Григорий вышел из-за стола, предполагая, что без мордобоя разговор с «посыльными» вряд ли закончится, а ждать, пока тебя грохнут за столом, в стеснённом пространстве, неумно.
— Лучше опоздать домой, чем успеть на свои похороны, — проскрипел «хорёк».
— Лучше, хуже… Не советуй, как мне жить, и я не скажу, куда тебе идти. Для меня твои советы, что руководство «Основы сексуальной жизни девушки» для проститутки на пенсии, — улыбнулся Григорий. Он видел, что мордовороты «хорька» — культуристы с гормонально раздутыми мышцами и, соответственно, замедленной реакцией. Их «бутафаорская мощь» его не пугала, и он в удовольствие издевался над ними словесно.
— Пропишите этому чухану (прим.: тупому) дубинала (прим.: от слова «дубина»), — высокомерно распорядился «хорёк».   
— Выяснение отношений в форме мордобоя меня всегда огорчало, — вздохнул и недовольно качнул головой Григорий.
— Ты почти мёртв, фраерок, — ухмыльнулся один качок. —  Просто об этом ещё не догадываешься.
— Да, чувачок, тебе уже «намазали лоб зеленкой» (прим.: приговорили к расстрелу), — добавил второй. — А в похоронной конторе сшили деревянный макинтош по твоей мерке и мы по этому поводу сейчас повеселимся. 
— Пусть простят меня друзья за чужую нескромность, но вы ещё не пили самогон на моей могиле.
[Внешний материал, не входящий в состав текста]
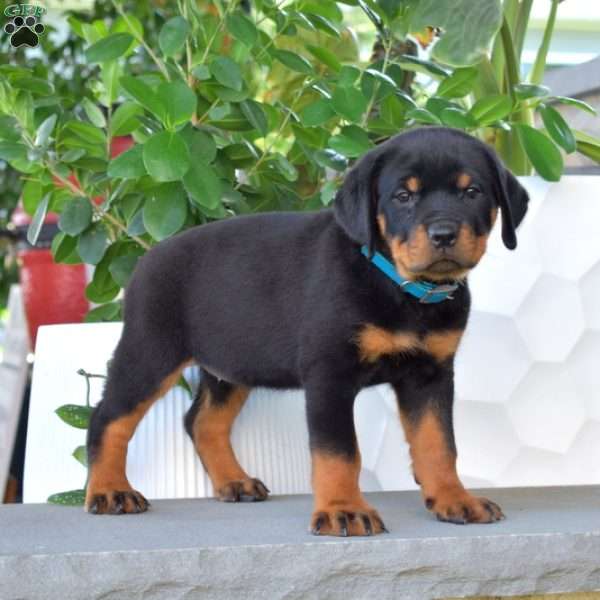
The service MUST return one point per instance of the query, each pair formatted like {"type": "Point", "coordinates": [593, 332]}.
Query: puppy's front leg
{"type": "Point", "coordinates": [340, 508]}
{"type": "Point", "coordinates": [426, 412]}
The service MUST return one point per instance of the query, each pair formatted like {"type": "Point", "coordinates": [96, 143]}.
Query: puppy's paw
{"type": "Point", "coordinates": [347, 520]}
{"type": "Point", "coordinates": [245, 490]}
{"type": "Point", "coordinates": [460, 507]}
{"type": "Point", "coordinates": [116, 502]}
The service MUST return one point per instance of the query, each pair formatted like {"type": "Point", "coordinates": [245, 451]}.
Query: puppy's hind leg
{"type": "Point", "coordinates": [208, 423]}
{"type": "Point", "coordinates": [138, 375]}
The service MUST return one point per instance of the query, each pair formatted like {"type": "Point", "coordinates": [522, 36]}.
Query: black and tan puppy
{"type": "Point", "coordinates": [292, 300]}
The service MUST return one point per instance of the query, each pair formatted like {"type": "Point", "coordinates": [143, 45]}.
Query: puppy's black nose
{"type": "Point", "coordinates": [443, 234]}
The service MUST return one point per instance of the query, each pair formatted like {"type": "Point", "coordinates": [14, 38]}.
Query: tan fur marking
{"type": "Point", "coordinates": [107, 472]}
{"type": "Point", "coordinates": [443, 345]}
{"type": "Point", "coordinates": [463, 181]}
{"type": "Point", "coordinates": [374, 342]}
{"type": "Point", "coordinates": [212, 431]}
{"type": "Point", "coordinates": [413, 184]}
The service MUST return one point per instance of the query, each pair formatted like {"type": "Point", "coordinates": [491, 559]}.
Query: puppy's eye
{"type": "Point", "coordinates": [472, 192]}
{"type": "Point", "coordinates": [402, 195]}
Немного чертовски обидно за вас, потому что обольщаться — дело дурное, — усмехнулся Григорий. — Вы, похоже, из тех, кого я не хотел бы видеть среди своих друзей. Поэтому, боюсь, развлечение для вас будет таким же приятным, как лекарство от запора из битого стекла на уксусе.
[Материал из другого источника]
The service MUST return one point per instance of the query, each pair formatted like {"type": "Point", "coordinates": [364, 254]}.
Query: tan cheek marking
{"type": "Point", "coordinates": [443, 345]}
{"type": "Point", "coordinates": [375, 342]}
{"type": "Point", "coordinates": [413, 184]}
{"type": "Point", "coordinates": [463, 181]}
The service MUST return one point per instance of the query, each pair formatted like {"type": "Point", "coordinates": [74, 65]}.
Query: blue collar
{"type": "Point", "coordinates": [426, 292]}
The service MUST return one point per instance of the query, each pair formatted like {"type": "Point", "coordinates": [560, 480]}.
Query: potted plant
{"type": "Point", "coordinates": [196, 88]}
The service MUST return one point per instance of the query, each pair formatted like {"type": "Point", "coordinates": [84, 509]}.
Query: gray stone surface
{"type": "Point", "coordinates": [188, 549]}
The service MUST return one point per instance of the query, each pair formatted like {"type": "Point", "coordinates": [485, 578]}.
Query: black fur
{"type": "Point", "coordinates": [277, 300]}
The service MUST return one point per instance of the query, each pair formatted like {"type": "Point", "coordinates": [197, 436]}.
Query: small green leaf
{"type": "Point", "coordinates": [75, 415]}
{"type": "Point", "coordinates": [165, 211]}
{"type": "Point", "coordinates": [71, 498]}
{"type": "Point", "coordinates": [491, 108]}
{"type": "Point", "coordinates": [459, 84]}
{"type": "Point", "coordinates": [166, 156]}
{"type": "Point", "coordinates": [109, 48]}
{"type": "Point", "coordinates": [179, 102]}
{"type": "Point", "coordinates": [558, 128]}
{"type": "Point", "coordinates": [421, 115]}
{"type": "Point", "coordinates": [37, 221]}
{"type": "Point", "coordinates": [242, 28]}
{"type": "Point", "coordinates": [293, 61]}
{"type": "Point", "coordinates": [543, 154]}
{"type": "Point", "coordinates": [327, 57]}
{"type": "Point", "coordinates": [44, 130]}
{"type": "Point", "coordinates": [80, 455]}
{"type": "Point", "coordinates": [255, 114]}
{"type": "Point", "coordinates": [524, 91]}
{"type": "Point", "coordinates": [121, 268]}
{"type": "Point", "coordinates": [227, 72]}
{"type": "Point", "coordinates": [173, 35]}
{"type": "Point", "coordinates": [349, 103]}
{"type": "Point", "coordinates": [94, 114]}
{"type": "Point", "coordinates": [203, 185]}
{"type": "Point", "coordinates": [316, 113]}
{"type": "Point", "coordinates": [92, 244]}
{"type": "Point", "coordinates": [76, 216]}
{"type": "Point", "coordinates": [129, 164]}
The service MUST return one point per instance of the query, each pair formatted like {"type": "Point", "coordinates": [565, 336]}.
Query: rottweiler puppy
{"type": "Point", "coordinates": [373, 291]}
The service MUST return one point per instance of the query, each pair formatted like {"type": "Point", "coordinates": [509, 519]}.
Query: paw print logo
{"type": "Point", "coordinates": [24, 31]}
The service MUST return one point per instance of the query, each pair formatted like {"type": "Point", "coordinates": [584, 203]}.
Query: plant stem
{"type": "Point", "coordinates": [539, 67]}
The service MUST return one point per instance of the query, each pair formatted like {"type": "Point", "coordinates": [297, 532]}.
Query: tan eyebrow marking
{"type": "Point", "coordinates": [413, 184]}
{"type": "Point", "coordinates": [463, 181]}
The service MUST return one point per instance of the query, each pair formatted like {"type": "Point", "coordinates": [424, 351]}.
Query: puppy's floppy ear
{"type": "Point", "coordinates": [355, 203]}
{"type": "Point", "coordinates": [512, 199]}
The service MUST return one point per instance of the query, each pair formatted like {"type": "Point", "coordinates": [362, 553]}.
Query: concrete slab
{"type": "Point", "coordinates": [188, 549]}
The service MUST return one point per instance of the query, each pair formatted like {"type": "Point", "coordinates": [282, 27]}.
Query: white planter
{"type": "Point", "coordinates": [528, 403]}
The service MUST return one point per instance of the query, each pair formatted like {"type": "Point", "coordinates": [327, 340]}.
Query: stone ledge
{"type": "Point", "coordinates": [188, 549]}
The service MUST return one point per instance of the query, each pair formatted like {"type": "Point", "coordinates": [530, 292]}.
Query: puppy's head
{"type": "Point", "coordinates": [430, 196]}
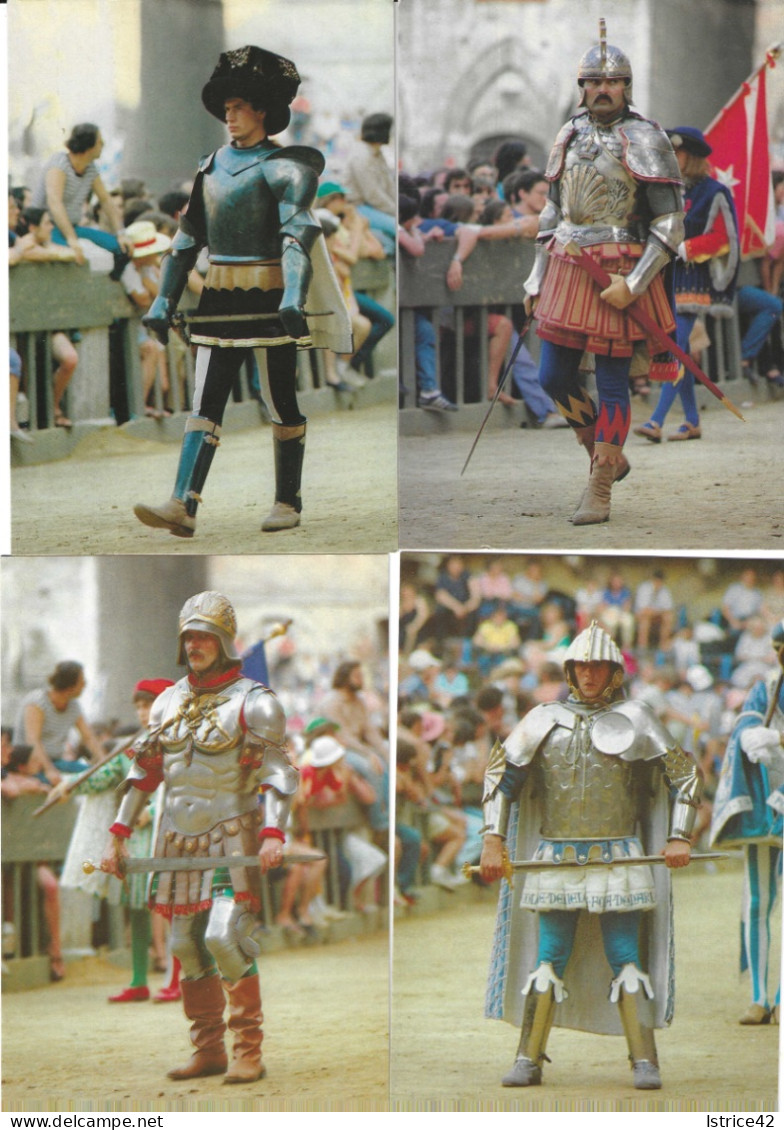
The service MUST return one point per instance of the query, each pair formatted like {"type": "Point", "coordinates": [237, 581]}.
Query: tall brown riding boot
{"type": "Point", "coordinates": [203, 1001]}
{"type": "Point", "coordinates": [585, 437]}
{"type": "Point", "coordinates": [245, 1020]}
{"type": "Point", "coordinates": [594, 505]}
— Юморной клиент вам попался, парни, — усмехнувшись, проскрипел «хорёк».
— Юмор — единственный способ правдиво рассказать печальную историю потомкам Каина, — вздохнул с сожалением и развёл руками Григорий.
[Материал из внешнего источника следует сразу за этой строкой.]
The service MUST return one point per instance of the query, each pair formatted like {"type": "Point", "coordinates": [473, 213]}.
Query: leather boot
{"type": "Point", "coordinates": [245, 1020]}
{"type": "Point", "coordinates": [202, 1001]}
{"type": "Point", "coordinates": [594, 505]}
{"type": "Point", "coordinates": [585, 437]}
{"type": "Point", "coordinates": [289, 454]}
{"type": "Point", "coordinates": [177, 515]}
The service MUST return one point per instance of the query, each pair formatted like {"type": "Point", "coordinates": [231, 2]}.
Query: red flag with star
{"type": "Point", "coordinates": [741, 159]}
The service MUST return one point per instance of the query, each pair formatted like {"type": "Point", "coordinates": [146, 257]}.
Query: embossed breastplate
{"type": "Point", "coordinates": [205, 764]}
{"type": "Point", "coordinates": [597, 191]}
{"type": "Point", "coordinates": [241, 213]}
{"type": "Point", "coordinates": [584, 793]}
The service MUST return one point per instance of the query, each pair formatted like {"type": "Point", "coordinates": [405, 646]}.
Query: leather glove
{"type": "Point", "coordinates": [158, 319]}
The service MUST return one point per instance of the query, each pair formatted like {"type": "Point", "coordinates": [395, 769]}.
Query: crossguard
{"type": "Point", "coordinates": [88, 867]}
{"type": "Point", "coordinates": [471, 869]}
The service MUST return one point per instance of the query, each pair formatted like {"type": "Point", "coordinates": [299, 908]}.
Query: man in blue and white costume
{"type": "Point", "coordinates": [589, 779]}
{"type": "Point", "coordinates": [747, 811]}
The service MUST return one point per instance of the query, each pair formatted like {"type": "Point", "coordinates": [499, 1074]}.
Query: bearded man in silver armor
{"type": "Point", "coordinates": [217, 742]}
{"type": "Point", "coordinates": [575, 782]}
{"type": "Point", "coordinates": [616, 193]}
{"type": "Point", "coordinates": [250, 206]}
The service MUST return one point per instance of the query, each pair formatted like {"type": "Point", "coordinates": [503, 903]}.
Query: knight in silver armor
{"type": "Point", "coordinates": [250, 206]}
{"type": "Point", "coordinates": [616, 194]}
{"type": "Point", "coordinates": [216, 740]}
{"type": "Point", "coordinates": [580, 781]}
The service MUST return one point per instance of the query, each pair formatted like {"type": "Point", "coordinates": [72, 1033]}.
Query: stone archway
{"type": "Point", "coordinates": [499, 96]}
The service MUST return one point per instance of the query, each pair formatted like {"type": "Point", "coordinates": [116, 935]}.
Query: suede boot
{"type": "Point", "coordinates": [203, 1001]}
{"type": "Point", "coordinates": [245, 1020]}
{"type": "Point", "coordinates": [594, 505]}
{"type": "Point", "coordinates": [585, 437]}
У себя в районном посёлке он постоянно занимался в спортивном зале.
— Как гласит мудрость самураев, — назидательно проговорил второй качок, —вопли поверженного врага — лучшая музыка для ушей воина. Друзья называют меня Самураем. Я постараюсь включить музыку погромче.
— В таком случае, пусть твои друзья впредь называют меня просто Японцем. Не по теме басите, фраера (прим.: зря пугаете). Меньше шуму — больше денег. Пока есть время, дам совет: не подтирайтесь крапивой! И давай разберёмся, чья японская песня прозвучит громче. Есть у меня смутное подозрение, что ваш шеф зря тратит деньги на ваш прокорм.
Не зря Григорий последний год раз в неделю ездил в полуподпольную школу на спарринги к мастеру единоборств, который обучал его не только спортивным приёмам. Да и в десантуре его учили не мух отгонять, а «нейтрализовать противника».
Но мебель пришлось покупать новую.
С тех пор его стали звать Японцем.

= 9 =

Военизированная охрана «Система» набрала два десятка борцов, боксеров, каратистов и демобилизованных десантников, злых на «новорусских» дельцов, жаждущих получить долю от их доходов. Физической мощи им было не занимать, а по уровню отмороженности «спортсмены» могли дать фору любому уголовнику.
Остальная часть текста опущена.